Sealord Group
- Industry: Seafood
- Revenue: NZ$399 million (2020)
- Net income: NZD $29.3 million
- Subsidiaries: Independent Fisheries
- Website: sealord.com

= Sealord Group =

New Zealand seafood company

Sealord Group is a New Zealand seafood company. It is based in Nelson, and is half owned by 57 iwi through Moana New Zealand, and half owned by the Japanese company Nissui. It is New Zealand's largest seafood company by revenue.

== History ==
Sealord was established in 1961. In 1992 half of the company was bought by Māori, through the Treaty of Waitangi (Fisheries Claims) Settlement Act 1992. It was a 50–50 split with Brierley Investments. In 2004 the shareholding was moved to Aotearoa Fisheries Limited, now named Moana New Zealand.

In 2000, Brierley Investments announced that they wanted to sell their 50% stake in Sealord. Bids for ownership were initially rejected by the government due to the bidders being foreign investors. This stake was acquired by Japanese company Nissui in 2001 for $207 million after it was approved by the New Zealand government on 16 January. This deal was in partnership with the Treaty of Waitangi Fisheries Commission. Between 1973 and 1990, Sealord was partially owned by Nissui.

Sealord started operations in Argentina in 2001. The company left the country in 2013 due to it being unprofitable. In May 2012 Sealord started selling their last mussel farms in the South Island, after previously owning over 50 farms in the South Island. It continued to operate mussel farms in the Hauraki Gulf.

Sealord opened a new factory trawler named Tokatu in November 2018. Tokatu took three years to build and cost the company $70 million. The launch included a ribbon-cutting ceremony and kapa haka by school students.
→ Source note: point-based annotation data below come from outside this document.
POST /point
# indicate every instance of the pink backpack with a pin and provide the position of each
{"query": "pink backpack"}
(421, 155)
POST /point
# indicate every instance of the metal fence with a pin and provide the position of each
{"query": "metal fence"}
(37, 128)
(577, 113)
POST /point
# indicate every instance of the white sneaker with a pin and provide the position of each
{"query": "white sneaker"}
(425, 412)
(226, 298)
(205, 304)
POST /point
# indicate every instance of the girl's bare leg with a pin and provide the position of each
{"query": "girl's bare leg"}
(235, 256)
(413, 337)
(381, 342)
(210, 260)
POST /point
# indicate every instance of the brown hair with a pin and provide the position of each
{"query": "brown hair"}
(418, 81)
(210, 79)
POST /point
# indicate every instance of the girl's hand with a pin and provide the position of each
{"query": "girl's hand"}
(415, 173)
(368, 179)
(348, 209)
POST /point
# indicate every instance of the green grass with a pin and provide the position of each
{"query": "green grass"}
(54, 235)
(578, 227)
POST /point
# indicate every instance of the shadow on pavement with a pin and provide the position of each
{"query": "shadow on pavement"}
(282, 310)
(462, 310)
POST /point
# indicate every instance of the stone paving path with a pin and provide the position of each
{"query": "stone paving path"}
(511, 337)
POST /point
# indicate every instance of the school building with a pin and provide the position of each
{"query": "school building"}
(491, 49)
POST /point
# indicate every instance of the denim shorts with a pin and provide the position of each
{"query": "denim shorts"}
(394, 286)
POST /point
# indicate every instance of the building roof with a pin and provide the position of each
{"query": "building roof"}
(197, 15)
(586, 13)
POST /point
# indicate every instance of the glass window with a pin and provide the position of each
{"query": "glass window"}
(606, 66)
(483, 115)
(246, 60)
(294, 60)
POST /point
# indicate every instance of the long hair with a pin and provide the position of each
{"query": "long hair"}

In July 2020, Sealord was fined $24,000 and was ordered to give up a $16 million vessel after illegally bottom trawling in a protected zone between 26 and 28 October 2018. Five times in this time period Sealord breached a benthic protection area (BPA) of the Mid-Chatham Rise. An employee realised that the ship was trawling in the protected area on 28 October and told the company. The Ministry for Primary Industries (MPI) detected the offending on 29 October, and on the same day, Sealord self-reported. The MPI seized the catch and sold it for $112,294. One worker was fined $7,500 and another $5,000.
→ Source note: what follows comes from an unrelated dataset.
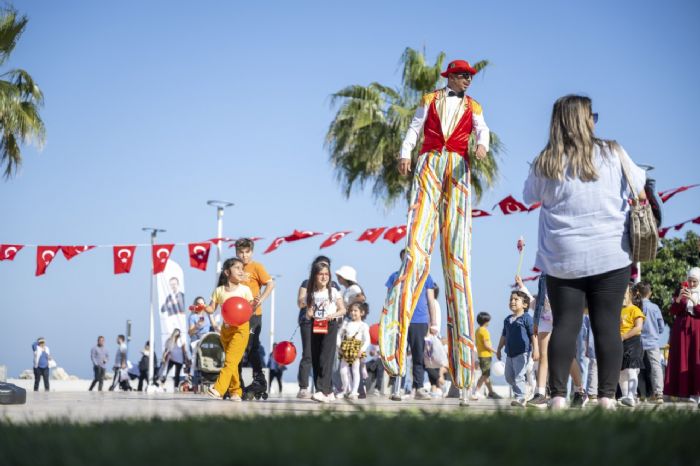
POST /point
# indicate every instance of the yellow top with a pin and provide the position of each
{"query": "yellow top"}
(483, 338)
(629, 315)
On or before 20 June 2021, Sealord was charged after asbestos was found on one of their fishing vessels. A worker found insulation in a form that he did not recognise in a locker room. He told the ship's captain and was told that in 1994 the ship was tested and cleared of asbestos. The flag raised by the employee spurred testing and asbestos was found in the vessel, but not in the location the worker suspected. Sealord believed that it had been removed from the vessel in the 1980s. In December 2021, Maritime New Zealand expressed concern about the ship and required it to be tested for asbestos on returning to Nelson. It arrived in Nelson in December 2021, and 4 out of 22 asbestos samples returned positive. Sealord ceased using the ship on 13 January 2022, offloading its crew; it received asbestos clearance in March 2022. In August 2023, Sealord Group was convicted of endangering employees due to the asbestos in the Nelson District Court. In December 2023 Sealord was fined $257,250 and ordered to pay $3,000 reparation to two crew members and $30,000 legal costs.
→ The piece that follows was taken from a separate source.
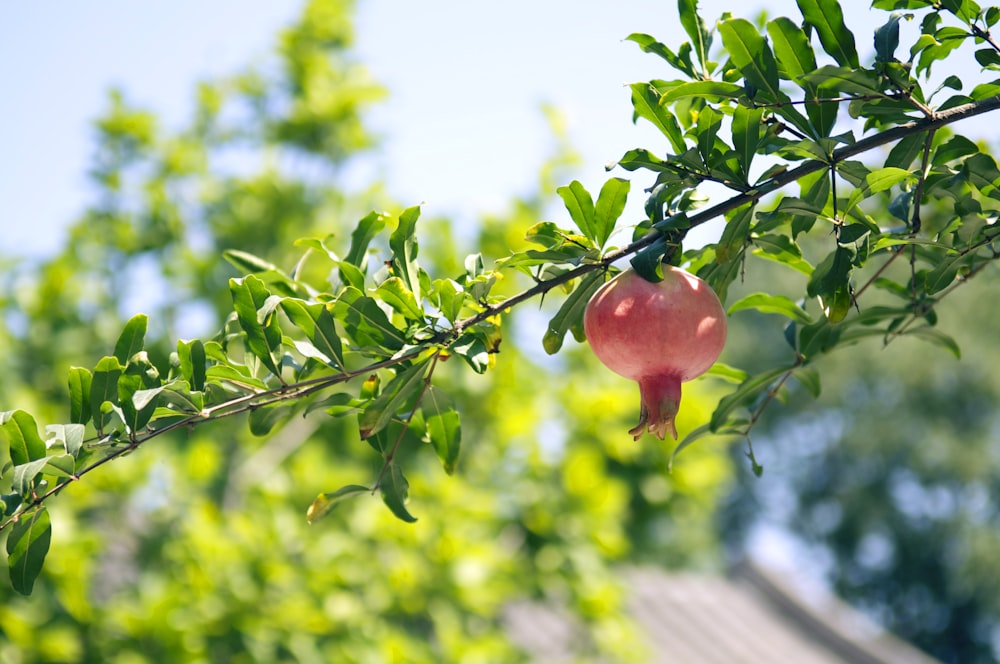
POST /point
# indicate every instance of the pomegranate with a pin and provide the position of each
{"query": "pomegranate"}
(658, 334)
In May 2023, Sealord brought in 115 workers from Vietnam for the hoki fishing season (May to September). In 2022 the company was short by 200 workers for the hoki season which cost the company $7 million.

In September 2023, Sealord agreed to acquire Independent Fisheries, which if completed and approved by the Commerce Commission, would make Sealord the largest seafood business in New Zealand. In the deal would be a quota of 46,000 metric tonnes, three deepwater factory fishing vessels (two owned, one chartered), a cold storage facility, and over 500 staff. The Commerce Commission approved the deal in November 2023, and the purchase was completed in February 2024, making it the largest seafood company in New Zealand by revenue.

On 6 September 2025, Sealord proposed closing its coated fish factory in Nelson, New Zealand, potentially affecting 79 jobs (including 57 factory roles and 22 management roles). On 26 September, the company proposed reducing its Nelson wetfish and by-products factories and fresh fish trawler operations from full-time to seasonal operations. This would involve eliminating 59 roles while preserving 81 permanent jobs and 400 seasonal jobs.

== Operations ==
Half of Sealord is owned by 57 iwi, and 80% of the company's profits go to the iwi.

Sealord farms salmon and trout in Australia, which as of 2013, represents 15% of their "balance sheet".